オウム事件以後、人心はもっと冷静になり合理的な精神の価値を見直すようになったのであろうか。そうとも言えない。「精神世界」のジャンルは21世紀に入った今も書店にいすわっている。「精神世界」への関心はやや形を変えて継続しており、さらに発展しているのかもしれない。日本だけではなく「癒やし」や「スピリチュアリティ(霊性)」への関心は先進諸国に共通に観られる傾向だ。これらの言葉に通底しているのは制度化された「宗教」とは違うものを求めようとする気持ちである。(略)老いも若きも、高学歴層もそうでない人々も、生きることの意味や拠り所を求め、死や喪失や苦しみに向き合う支えを必要としている。

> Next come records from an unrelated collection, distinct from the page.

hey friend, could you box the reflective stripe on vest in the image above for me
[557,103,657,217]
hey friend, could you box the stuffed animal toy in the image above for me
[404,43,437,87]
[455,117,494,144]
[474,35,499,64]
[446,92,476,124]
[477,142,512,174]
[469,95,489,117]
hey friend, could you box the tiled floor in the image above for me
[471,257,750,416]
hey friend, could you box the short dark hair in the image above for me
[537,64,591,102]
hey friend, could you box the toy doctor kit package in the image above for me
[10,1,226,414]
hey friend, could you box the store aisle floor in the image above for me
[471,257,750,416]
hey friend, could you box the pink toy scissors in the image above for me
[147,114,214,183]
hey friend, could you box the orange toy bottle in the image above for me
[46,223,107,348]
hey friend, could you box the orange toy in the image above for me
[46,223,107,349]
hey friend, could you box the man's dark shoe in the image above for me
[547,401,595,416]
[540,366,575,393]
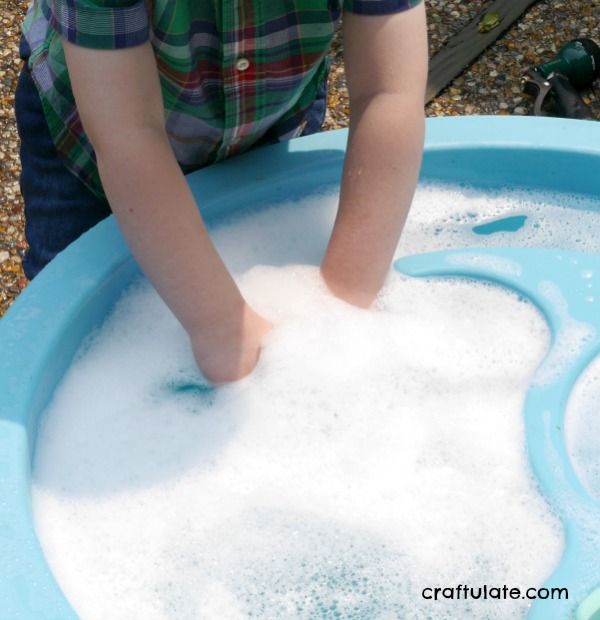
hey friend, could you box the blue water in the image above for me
[472,216,528,236]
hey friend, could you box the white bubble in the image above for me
[566,356,600,503]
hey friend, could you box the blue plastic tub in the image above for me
[1,116,600,620]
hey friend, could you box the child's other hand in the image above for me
[190,304,272,384]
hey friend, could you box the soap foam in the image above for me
[532,281,596,387]
[33,183,600,620]
[398,184,600,258]
[566,356,600,502]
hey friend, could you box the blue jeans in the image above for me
[15,39,111,280]
[15,37,326,280]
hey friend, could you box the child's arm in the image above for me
[62,40,271,383]
[321,3,428,307]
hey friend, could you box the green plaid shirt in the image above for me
[22,0,422,198]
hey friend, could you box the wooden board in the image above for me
[426,0,541,102]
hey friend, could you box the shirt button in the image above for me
[235,58,250,72]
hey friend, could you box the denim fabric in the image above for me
[302,75,328,137]
[15,37,111,280]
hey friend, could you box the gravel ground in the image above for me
[1,0,600,317]
[0,0,28,317]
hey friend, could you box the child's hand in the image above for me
[190,303,272,384]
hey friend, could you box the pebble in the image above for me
[0,0,28,317]
[423,0,600,120]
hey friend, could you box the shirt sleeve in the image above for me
[343,0,423,15]
[45,0,150,49]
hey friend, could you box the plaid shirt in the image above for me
[23,0,422,198]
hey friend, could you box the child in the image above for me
[16,0,428,383]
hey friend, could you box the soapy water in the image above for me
[533,280,596,388]
[566,356,600,503]
[32,184,600,619]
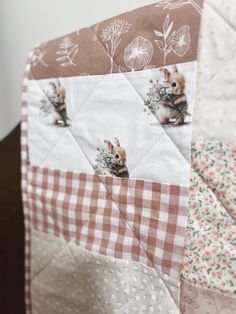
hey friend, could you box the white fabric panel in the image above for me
[193,0,236,140]
[28,62,196,186]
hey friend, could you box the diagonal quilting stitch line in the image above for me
[31,20,190,171]
[26,64,68,164]
[110,4,158,63]
[196,3,236,97]
[69,239,180,309]
[196,53,236,100]
[51,26,191,274]
[28,72,105,165]
[192,167,236,225]
[206,1,236,33]
[31,170,105,240]
[28,69,184,279]
[66,127,98,171]
[69,75,107,119]
[70,84,161,176]
[68,243,178,314]
[115,279,179,313]
[31,240,69,282]
[116,286,158,313]
[89,25,191,168]
[159,279,180,309]
[88,26,123,74]
[89,19,193,165]
[27,79,69,164]
[56,127,151,257]
[67,125,185,277]
[28,16,191,276]
[89,1,201,72]
[34,124,132,248]
[40,130,95,173]
[122,73,190,167]
[66,131,164,272]
[89,3,157,72]
[33,130,77,169]
[64,128,159,269]
[32,239,106,313]
[67,244,107,314]
[26,56,107,167]
[191,166,236,225]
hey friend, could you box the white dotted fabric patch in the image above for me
[193,0,236,141]
[31,230,179,314]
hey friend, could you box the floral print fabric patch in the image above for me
[182,141,236,295]
[191,141,236,222]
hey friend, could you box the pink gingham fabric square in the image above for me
[27,165,189,279]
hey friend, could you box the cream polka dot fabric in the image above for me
[31,230,179,314]
[193,0,236,140]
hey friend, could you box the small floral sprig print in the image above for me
[56,36,79,67]
[31,48,48,68]
[154,14,191,65]
[100,19,131,73]
[156,0,202,15]
[154,14,174,65]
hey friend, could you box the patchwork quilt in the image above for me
[21,0,236,313]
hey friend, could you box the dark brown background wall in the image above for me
[0,124,25,314]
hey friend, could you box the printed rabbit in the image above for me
[50,80,70,126]
[158,65,188,125]
[95,138,129,178]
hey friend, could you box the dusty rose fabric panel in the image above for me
[180,279,236,314]
[29,0,204,80]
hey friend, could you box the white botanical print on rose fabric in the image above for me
[123,36,154,71]
[93,22,101,42]
[39,80,70,127]
[156,0,202,15]
[56,36,79,67]
[100,19,131,73]
[94,138,129,178]
[154,14,191,65]
[31,47,48,68]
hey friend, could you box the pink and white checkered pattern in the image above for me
[21,49,35,314]
[27,165,189,279]
[21,50,189,314]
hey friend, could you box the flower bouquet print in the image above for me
[20,1,206,314]
[100,19,131,73]
[56,36,79,67]
[40,80,70,127]
[144,65,190,126]
[94,138,129,178]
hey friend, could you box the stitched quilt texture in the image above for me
[180,141,236,313]
[21,1,205,313]
[179,0,236,312]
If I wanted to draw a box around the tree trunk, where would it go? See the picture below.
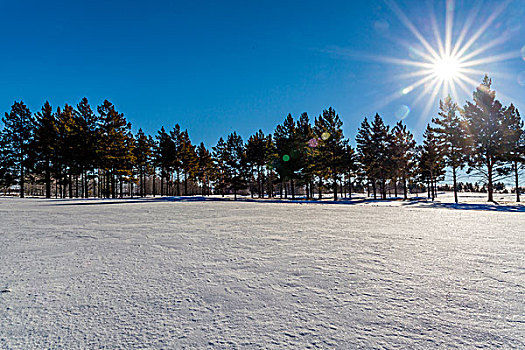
[19,156,24,198]
[430,171,435,201]
[45,161,51,198]
[291,179,295,199]
[394,178,398,197]
[487,160,494,202]
[452,166,458,204]
[513,161,520,202]
[318,178,322,200]
[403,176,407,200]
[333,175,338,201]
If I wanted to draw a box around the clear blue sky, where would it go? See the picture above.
[1,0,524,146]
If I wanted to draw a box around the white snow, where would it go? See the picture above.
[0,196,524,349]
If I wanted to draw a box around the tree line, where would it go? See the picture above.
[1,75,523,203]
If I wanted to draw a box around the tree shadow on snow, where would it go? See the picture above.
[43,196,525,212]
[401,200,525,213]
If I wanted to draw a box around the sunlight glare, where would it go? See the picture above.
[433,56,460,81]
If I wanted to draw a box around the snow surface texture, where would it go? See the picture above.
[0,196,524,349]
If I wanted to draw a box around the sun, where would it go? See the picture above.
[361,0,519,124]
[432,55,460,82]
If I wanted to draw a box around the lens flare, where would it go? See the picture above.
[308,138,319,148]
[321,132,331,140]
[518,71,525,87]
[395,105,411,120]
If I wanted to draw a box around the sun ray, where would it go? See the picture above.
[394,69,435,80]
[445,0,454,56]
[450,4,480,57]
[367,0,515,125]
[453,1,510,59]
[384,0,441,60]
[430,6,445,58]
[454,77,475,99]
[449,77,460,103]
[457,33,511,63]
[419,79,444,127]
[460,51,520,68]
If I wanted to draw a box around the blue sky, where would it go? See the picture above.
[1,0,524,146]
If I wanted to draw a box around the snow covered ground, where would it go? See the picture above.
[0,196,523,349]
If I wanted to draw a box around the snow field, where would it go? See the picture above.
[0,197,523,349]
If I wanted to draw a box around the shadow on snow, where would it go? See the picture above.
[41,195,525,212]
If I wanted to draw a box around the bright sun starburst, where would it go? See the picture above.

オウム事件はカルトの怖さを世に示しました。私は修習先の熊本地裁でオウム事件の審理を拝見しています。その異様さは心に焼き付いています。他方、阪神淡路大震災以降に相次いだ大規模災害により肉親や大切な人の死に直面した方々が多く生じたのも記憶に新しい所。最愛の人を一瞬で失い「生きる意味」を問われた方々が多く存在しましたが「制度化された既存宗教」は(本来ならば最も必要とされているときに)人々の心の求めに答えることが出来ませんでした。21世紀に入った今も「精神世界」ジャンルが書店にスペースを確保しています。スピリチュアリティ(霊性)への関心は確かに(悪質な霊感商法の下敷きになったり普通の社会生活を阻害するなど)不幸の源になることがあります。しかし「生きる意味」を求めるのは人間の本来的な(「実存的」な)問いなのです。その答えを探そうとする健全な認識は人間が良く生きるために不可欠なもの。人の生死や難儀に向き合う法律家(特に弁護士)にとって重要な見識ではないかと私は考えています。